ポートスキャンして「何番ポートが開いているか」を確認すれば、そのIoT等でどのようなサービスが稼働しているかをある程度推測できますので、脆弱性リスクを考える際に重要なヒントとなります。

Step1. ポートスキャンツール「Nmap」をインストール

ポートスキャンの定番のツールである「Nmap」という無料アプリを使用します。
Nmapのオフィシャルサイト:https://nmap.org/

Windows, Mac, Linux版がありますので、ご使用環境に合うファイルをダウンロードしインストールして下さい。

以降ではWindows PCを使用する場合の例をご紹介します。
Nmapを起動すると下の画面(GUIの「Zenmap」)が表示されます。

Step2. IoT等のIPアドレスを確認

  1. WAN側のIPアドレス(グローバルIPアドレス)
  2. LAN側のIPアドレス(プライベートIPアドレス)
上記の2つのIPアドレスを確認し、メモに記して下さい。
ただしIoT等はグローバルIPアドレスを設定していない方が割合は多いと思いますので、その場合は1番は無視して2番のプライベートIPアドレスをメモするのみで良いです。
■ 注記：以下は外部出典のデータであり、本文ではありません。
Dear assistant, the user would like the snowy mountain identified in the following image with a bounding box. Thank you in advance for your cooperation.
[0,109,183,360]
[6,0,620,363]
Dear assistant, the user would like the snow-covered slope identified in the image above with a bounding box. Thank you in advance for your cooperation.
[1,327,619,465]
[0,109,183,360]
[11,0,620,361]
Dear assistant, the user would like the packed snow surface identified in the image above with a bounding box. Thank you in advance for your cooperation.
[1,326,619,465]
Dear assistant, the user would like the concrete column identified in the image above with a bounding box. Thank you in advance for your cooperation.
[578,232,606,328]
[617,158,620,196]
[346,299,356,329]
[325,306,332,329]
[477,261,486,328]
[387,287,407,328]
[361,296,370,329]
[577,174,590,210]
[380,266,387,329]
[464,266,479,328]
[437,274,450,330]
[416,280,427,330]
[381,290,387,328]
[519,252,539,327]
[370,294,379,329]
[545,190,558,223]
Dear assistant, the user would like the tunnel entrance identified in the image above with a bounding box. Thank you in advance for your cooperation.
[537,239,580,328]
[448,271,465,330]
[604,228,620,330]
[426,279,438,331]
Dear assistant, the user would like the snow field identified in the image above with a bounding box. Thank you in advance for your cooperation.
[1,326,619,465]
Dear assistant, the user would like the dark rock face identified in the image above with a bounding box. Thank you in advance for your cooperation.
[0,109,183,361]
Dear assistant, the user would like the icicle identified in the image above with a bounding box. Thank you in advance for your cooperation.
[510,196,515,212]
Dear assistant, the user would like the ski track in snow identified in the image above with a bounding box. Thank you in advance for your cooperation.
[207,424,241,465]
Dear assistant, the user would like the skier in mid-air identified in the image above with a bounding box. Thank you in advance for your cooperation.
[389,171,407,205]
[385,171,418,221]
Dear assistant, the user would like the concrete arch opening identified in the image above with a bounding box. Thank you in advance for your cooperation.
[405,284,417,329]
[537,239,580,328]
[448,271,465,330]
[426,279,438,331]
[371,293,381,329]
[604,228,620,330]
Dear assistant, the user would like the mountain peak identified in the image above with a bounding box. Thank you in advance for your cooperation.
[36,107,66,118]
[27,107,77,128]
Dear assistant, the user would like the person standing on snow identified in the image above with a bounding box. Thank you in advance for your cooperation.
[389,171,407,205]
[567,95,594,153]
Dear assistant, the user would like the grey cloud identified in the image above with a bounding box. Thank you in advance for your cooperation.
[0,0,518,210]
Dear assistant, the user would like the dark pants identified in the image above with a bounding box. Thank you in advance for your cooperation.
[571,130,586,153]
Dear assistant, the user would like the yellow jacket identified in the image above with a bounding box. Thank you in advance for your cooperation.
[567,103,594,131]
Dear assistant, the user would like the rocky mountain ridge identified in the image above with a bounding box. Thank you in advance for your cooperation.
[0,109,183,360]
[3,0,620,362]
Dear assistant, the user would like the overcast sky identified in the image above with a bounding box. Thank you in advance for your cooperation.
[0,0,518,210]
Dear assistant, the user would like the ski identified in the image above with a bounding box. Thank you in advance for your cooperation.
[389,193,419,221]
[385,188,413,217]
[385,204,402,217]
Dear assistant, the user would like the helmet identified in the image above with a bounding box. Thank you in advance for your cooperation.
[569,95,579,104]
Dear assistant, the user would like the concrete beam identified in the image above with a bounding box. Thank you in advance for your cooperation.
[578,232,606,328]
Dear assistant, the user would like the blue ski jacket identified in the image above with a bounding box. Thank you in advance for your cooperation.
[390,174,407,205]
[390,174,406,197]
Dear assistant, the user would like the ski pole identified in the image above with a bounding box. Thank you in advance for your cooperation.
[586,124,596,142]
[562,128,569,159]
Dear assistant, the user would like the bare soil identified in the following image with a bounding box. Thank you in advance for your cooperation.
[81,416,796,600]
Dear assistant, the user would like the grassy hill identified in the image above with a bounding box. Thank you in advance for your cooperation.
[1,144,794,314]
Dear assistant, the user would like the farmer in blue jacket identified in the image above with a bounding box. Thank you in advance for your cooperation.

IPアドレスの確認方法は2通りあり、一つはIoTの管理用アプリで確認する方法と、もう一つはルーターの管理画面で確認する方法です。もし、スマホにIoTの管理用アプリをインストールしている場合には、それで確認するのが手っ取り早いかと思います。もしそのようなアプリを使用していない場合は、ルーターの管理画面でご確認下さい。管理画面の開き方やIPアドレスの見方はルーター毎に異なりますので、ルーターの説明書をお読み下さい。大抵はDHCPやWi-Fi接続状況の画面でIPアドレスの払い出し状況を確認できると思います。

Step3. LAN側からのスキャン実行

Nmap(Zenmap)の画面にコマンドを入力してスキャンしてください。

  1. 「ターゲット」に、IoT等のプライベートIPアドレスを入力。
  2. 「コマンド」に、Nmap -sS -p 1-65535 -T4 -Pn **** を入力。
    (****の箇所にはローカルIPアドレスを入れます)
  3. 「スキャン」をクリック
  4. スキャンが完了するまで待ちます。

Step4. LAN側のスキャン結果を確認


スキャンが完了すると上の見本のようにスキャン結果が表示されます。
表示された一覧のなかに、「なんでこんなポートが開いているんだ!?」というものがないかご確認下さい。

Step5. WAN側のスキャン&確認

Step3・4ではLAN側(プライベートIPアドレス)に対してスキャン&確認しました。もしグローバルIPアドレスをIoT等に設定している場合には、Step3・4と同様に今度はWAN側(グローバルIPアドレス)に対してスキャン&確認して下さい。

ポート開放を検出した場合

Nmapのスキャン結果の一覧にサービス名等が表示されている場合には、そのサービスが稼働していることに問題があるか・ないかを判断して下さい。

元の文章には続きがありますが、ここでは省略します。